In research for my recent book, “iGen,” I found that the average 12th grader spends six hours a day just on texting, the Internet and social media. The Nielsen Company reports that adults spend more than 10 hours a day on screens of all kinds.

There is a growing consensus among psychologists that spending this much time on screens is not healthy. Spending too much time on social media has repeatedly been linked to depression and loneliness.

In a recent study, my colleagues and I found that teens who spent five or more hours a day (compared to an hour) on electronic devices were 66% more likely to have at least one risk factor for suicide such as depression, thinking about suicide or having attempted suicide in the past.

Several studies rule out the idea that unhappiness leads to screen time, instead finding that screen time leads to unhappiness.
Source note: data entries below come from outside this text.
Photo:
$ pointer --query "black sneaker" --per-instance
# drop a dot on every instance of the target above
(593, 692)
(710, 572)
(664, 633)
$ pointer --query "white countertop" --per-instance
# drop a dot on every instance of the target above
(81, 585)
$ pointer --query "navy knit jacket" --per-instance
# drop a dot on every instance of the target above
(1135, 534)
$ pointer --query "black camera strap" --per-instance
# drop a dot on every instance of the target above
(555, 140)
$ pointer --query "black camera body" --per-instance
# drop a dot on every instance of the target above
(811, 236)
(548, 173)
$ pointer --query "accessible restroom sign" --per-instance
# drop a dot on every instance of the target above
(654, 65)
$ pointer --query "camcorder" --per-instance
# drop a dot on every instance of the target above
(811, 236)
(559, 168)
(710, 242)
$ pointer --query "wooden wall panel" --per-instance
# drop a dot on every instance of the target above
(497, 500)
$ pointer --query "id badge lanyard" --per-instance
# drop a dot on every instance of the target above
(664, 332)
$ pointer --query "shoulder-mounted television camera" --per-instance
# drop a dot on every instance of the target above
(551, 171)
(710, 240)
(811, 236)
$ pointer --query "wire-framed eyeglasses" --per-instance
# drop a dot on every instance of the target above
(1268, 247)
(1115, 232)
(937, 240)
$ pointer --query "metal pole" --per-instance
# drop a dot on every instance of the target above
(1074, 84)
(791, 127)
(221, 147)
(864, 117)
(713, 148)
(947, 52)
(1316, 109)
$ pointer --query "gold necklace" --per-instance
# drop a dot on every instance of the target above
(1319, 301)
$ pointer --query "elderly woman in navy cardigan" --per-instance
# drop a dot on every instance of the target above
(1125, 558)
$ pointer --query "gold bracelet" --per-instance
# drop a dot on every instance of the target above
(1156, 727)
After smartphones started to become common among young people in 2012, rates of teen depression and suicide increased. That time also saw a spike in teens not sleeping enough, likely because so many teens use their phones right before bedtime, which is both mentally stressful and — due to phones’ daylight-resembling light — physiologically stimulating.

When the link between smoking and lung cancer was first identified in the 1940s, tobacco companies denied the research and continued to do so for decades, claiming that it couldn’t be proven that smoking caused lung cancer.

In contrast, Silicon Valley executives have already begun to own up to the effects of the overuse of technology. Just last week, Apple CEO Tim Cook said he tries to limit his nephew’s screen time and use of social media.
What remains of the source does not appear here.